Zaznaczył, że rozmowy o tym, że cała wspólnota zachodnia powinna pomóc Ukrainie jest realizacją polskiej politycznej strategii. Tusk powiedział, że chodzi o to, by polskie interesy były wpisane w politykę całej UE i szerzej całej wspólnoty Zachodu: m.in. międzynarodowe instytucje finansowe i Stany Zjednoczone.

Tusk przyznał, że _ wszyscy mają problem z legalnością czy nielegalnością tego, co się dzieje na Ukrainie, z konstytucyjnością tych zachowań _. _ Ale wydaje się też, patrząc na nasze doświadczenia, że nie ma się dzisiaj co oszukiwać, tzn. dzisiaj władzę w Kijowie przejmują ci, którzy de facto obalili Janukowycza w imię naprawdę sensownych racji, w imię wartości, które my też przecież podzielamy _ - dodał premier.

_ - Czy to oznacza, że na przyszłość możemy patrzeć spokojnie? Moim zdaniem oczywiście, że nie. Trzeba będzie pomagać Ukrainie, ale też być bardzo ostrożnym w formułowaniu zbyt optymistycznych prognoz, bo sytuacja jest bardzo skomplikowana _ - podkreślił Tusk.

Po odsunięciu od władzy prezydenta Wiktora Janukowycza przyspieszone wybory wyznaczono na 25 maja.

Ukraińskie ministerstwo finansów i bank centralny poinformowały, że Ukraina potrzebuje 35 mld dolarów pomocy makrofinansowej na lata 2014-2015. Władze w Kijowie zwróciły się do partnerów zagranicznych, szczególnie USA i Polski, o udzielenie kredytu w ciągu 1-2 tygodni.

Według p.o. ministra finansów Ukrainy Jurija Kołobowa Kijów proponuje przeprowadzenie dużej konferencji donatorów z udziałem UE, USA, Polski, a także MFW i innych organizacji finansowych.
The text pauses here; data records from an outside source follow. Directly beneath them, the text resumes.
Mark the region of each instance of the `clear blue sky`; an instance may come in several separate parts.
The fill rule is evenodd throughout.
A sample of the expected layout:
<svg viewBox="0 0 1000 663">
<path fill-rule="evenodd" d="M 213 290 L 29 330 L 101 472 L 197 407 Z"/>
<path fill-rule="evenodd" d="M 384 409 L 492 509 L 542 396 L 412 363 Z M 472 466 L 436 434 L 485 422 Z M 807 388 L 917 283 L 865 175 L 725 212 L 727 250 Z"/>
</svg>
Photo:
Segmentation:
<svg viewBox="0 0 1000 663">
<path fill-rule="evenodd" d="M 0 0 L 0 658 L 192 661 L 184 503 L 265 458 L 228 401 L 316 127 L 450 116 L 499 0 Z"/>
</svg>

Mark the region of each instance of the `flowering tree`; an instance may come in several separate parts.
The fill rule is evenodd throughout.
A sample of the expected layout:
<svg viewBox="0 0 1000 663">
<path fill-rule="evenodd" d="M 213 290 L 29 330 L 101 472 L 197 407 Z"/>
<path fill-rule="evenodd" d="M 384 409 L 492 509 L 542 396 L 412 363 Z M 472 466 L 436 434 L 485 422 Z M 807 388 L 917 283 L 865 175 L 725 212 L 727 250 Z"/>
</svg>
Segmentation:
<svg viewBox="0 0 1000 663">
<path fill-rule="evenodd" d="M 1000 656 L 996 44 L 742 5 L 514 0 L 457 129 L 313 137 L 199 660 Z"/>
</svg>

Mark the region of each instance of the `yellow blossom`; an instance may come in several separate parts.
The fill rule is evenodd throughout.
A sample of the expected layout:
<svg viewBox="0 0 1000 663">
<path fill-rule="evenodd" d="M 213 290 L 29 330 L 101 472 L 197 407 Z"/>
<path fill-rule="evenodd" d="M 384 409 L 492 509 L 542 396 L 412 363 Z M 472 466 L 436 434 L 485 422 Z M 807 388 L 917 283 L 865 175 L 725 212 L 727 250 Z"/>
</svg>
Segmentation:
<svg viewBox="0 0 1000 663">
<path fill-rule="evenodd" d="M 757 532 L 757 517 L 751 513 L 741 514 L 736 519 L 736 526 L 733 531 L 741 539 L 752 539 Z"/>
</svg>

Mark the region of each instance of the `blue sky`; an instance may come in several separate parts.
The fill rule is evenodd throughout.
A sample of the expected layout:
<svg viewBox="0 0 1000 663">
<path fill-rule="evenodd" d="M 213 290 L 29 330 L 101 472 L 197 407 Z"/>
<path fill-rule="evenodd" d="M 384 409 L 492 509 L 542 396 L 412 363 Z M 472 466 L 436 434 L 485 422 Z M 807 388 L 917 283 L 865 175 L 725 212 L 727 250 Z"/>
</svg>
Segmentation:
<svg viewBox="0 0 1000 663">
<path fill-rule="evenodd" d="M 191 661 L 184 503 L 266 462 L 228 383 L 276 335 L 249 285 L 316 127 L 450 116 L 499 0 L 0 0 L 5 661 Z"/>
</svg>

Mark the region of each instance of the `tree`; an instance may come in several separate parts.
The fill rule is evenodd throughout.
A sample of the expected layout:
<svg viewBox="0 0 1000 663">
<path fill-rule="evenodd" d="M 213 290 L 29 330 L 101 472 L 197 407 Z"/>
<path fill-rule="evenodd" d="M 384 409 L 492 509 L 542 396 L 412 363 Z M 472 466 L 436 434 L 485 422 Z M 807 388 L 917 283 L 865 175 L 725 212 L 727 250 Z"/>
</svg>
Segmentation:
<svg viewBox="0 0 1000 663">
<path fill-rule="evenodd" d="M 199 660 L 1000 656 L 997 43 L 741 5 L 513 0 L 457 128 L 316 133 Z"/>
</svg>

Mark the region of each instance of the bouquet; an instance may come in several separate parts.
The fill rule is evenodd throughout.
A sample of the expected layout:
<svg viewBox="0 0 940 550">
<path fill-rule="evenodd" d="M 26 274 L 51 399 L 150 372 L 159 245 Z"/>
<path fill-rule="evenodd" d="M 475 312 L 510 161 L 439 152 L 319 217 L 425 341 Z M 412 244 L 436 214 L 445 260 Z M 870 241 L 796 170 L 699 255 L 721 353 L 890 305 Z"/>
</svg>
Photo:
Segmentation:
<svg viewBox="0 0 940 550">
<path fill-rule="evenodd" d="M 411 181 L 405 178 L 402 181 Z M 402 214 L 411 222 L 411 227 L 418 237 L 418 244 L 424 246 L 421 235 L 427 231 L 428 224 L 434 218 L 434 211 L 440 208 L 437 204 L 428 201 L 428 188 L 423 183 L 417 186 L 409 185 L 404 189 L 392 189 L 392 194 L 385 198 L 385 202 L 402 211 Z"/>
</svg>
Byłaby ona poświęcona pomocy dla Ukrainy na modernizację, przeprowadzenie reform i realizację umowy stowarzyszeniowej z UE.

Rzecznik Komisji Europejskiej Olivier Bailly poinformował wczoraj, że umowa stowarzyszeniowa między UE a Ukrainą może zostać podpisana, gdy powstanie nowy, prawomocny rząd w Kijowie po wyborach 25 maja oraz gdy kraj ten będzie na to gotowy.

Czytaj więcej w Money.pl

Oceń jakość naszego artykułu:
Twoja opinia pozwala nam tworzyć lepsze treści.
Źródło:
money.pl
KOMENTARZE
(0)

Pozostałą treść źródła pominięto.